Re: Word Pairs and Lines
by ikegami (Patriarch) on Oct 08, 2004 at 20:07 UTC
|
my ($word1, $word2) = split(/\s+/);
if defined($word2) {
...
}
instead of:
foreach $word (split /\s+/) {
...
}
In other words, don't loop over every word. Get the first two words of every line, and work with those.
| [reply] [d/l] [select] |
Re: Word Pairs and Lines
by jeffa (Bishop) on Oct 08, 2004 at 20:24 UTC
|
Interesting ... I had to waste some time on this one. ;)
Now then, if you do perform a $word =~ s/\W//g; on the entire sentance, how do you
know when the sentance ends? You have to keep some punctuation around. Anyways, try this out.
Hopefully some other monks will have better answers for you, but this is a simple approach.
#!/usr/bin/perl -l
use strict;
use warnings;
use Data::Dumper;
my $data = do {local $/;<DATA>};
my @sent = split /[.!?]\B/,$data;
my @parsed;
for my $i (0 .. $#sent) {
next if $sent[$i] =~ /^$/;
my @word = map $_ || (), split /\s+/,$sent[$i];
for (my $j = 0; $j < @word; $j += 2) {
push @{ $parsed[$i] }, [ $word[$j], $word[$j+1] ];
}
}
print Dumper \@parsed;
# second pair from second sentance (should be 'a test')
print join ' ', @{$parsed[1]->[1]};
__DATA__
This is Joe. This is a test. This is not a test.
Blah blah isn't this fun? I wish you were here! Nah ...
| [reply] [d/l] [select] |
Re: Word Pairs and Lines
by TedPride (Priest) on Oct 08, 2004 at 22:17 UTC
|
I'm assuming you want to count how many of each word pair is in the document, and rank the words by number found. I'm also assuming that a line break is always the end of a sentence, and that you want periods to signify the end of a sentence.
use strict;
my (@lines, @words, $i, $pair, %hash);
foreach (<DATA>) {
$_ =~ s/[^\w\. ]//g; # Remove unneeded characters
$_ =~ s/ +/ /g; # Many spaces to one
$_ =~ s/ ?\. ?(\. ?)*/\./g; # Boundaries with . change to .
$_ =~ s/^ //; $_ =~ s/ $//; # Spaces at start and end removed
$_ = lc($_); # Lowercase
@lines = split(/\./, $_); # Split on sentence boundaries
foreach (@lines) { # Get words for each sentence
@words = split(/[\. ]/, $_);
for ($i = 0; $i < $#words; $i++) { # For each word pair
$pair = @words[$i] . ' ' . @words[$i+1];
$hash{$pair}++; # Increment count for word pair
}
}
}
foreach (sort {$hash{$b} <=> $hash{$a}} keys %hash) {
print $_ . ' ' . $hash{$_} . "\n";
}
__DATA__
Four score and seven years ago our fathers brought forth, upon this co
+ntinent, a new nation, conceived in liberty, and dedicated to the pro
+position that "all men are created equal"
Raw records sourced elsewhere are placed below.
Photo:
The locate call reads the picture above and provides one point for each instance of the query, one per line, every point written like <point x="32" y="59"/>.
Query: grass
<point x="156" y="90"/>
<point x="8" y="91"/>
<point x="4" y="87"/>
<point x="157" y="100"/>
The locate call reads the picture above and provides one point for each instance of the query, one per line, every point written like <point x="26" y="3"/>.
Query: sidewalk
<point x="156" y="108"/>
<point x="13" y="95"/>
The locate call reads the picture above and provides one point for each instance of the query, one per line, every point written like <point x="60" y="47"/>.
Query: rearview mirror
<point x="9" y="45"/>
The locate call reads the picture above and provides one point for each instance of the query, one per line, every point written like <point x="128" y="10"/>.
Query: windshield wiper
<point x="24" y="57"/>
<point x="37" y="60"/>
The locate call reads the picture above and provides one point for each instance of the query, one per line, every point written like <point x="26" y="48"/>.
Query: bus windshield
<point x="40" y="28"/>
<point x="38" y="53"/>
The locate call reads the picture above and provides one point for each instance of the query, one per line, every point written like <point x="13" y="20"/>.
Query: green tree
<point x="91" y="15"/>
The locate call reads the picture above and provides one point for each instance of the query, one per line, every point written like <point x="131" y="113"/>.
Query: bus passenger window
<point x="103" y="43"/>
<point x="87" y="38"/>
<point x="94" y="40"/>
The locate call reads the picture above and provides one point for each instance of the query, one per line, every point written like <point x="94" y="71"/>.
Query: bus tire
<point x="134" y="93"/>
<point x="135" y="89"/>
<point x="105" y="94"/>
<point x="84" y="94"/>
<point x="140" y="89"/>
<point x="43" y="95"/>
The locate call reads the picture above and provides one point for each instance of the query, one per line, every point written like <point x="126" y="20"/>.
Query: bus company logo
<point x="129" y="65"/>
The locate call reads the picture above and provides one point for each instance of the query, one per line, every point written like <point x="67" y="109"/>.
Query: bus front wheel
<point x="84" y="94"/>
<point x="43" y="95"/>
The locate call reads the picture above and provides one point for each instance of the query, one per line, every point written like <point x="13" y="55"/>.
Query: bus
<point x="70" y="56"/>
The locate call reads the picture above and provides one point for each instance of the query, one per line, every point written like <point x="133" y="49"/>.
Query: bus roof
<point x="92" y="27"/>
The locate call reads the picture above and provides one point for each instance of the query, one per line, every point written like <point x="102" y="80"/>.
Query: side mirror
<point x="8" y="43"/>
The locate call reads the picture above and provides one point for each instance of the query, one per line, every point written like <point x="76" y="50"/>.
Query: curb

Now we are engaged in a great civil war, testing whether that nation,
+or any nation so conceived, and so dedicated, can long endure. We are
+ met on a great battle field of that war. We have come to dedicate a
+portion of it, as a final resting place for those who died here, that
+ the nation might live. This we may, in all propriety do. But, in a l
+arger sense, we can not dedicate -- we can not consecrate -- we can n
+ot hallow, this ground -- The brave men, living and dead, who struggl
+ed here, have hallowed it, far above our poor power to add or detract
+. The world will little note, nor long remember what we say here; whi
+le it can never forget what they did here.
It is rather for us, the living, we here be dedicated to the great tas
+k remaining before us -- that, from these honored dead we take increa
+sed devotion to that cause for which they here, gave the last full me
+asure of devotion -- that we here highly resolve these dead shall not
+ have died in vain; that the nation, shall have a new birth of freedo
+m, and that government of the people by the people for the people, sh
+all not perish from the earth.
| [reply] [d/l] |
Re: Word Pairs and Lines
by bob (Novice) on Oct 09, 2004 at 03:29 UTC
|
Trying to rethink this... First, these aren't sentences. They're lists of headlines -- so phrases, each ending with a hard return.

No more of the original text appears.